Solid State Disk makes HP 3000 a solid legacy player

It’s an amazing number, 46 years. That’s how long John Zoltak has worked with a company that relies on HP 3000s and MPE. He first clocked in at Fives North American Combustion during 1974. Legacy computing was called data processing back in those days.

Even after more than 40 years of data processing, Zoltak uses more modern-era tech for his MPE/iX HP 3000 Series 957. It has been running on an SSD memory card for over a year.

The HP 3000 continues to contribute to the datacenter mix.

“These days the HP 3000 just sits there running,” Zoltak says. “Hardly anyone accesses it. Most people here don’t even know it exists. There are some of the older ones who remember the old days where everything was on the HP 3000. Mostly now it’s there for reference, but I have copied most of the data and put it into SQL Server databases, and have created web applications to search it.”

Just like that first HP 3000, Zoltak didn’t serve data processing needs at first. He started in 1974 wiring control panels as a summer job. He continued part-time job while finishing his education at Cleveland State. After another year and a half, went to full time at the company.

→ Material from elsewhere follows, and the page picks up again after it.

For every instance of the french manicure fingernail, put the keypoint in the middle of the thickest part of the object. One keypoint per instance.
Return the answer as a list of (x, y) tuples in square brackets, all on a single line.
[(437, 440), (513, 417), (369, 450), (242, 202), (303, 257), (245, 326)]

“I was assembling steel roll guiding equipment. Then I started traveling the world servicing that equipment,” he says. “Around 1978 I got a Apple II and found I had an affinity for computers. I already had experience in electronics. It was my hobby, next to chemistry.”

So while Zoltak was not on service calls, he began tinkering with programming on the HP 3000 using BASIC. By 1981 he moved to accounting. “My boss was the grandson of the founder,” he says. “He gave me an opportunity to grow in IT. At that time, I was IT.”

More than 35 years later, the HP 3000 was running on a Model 20 Array. It had twenty 2GB disks. Half had failed already, and replacements were becoming hard to acquire. “I had been searching for a solution for SCSI storage, using network storage. I was just about ready to build something when I happened to come upon SCSI2SD.” The product connects SSD devices with SCSI outlets on HP 3000s and other servers. Zoltak told the company’s IT purchaser to get a couple.

The beginning of the project didn’t go well. “My first attempts were disappointing,” Zoltak says. “Didn’t work at all. I emailed the developer in Australia and we began trying to get it to function. He had mostly been applying it to MIDI instruments as a SCSI drive replacement for that segment.”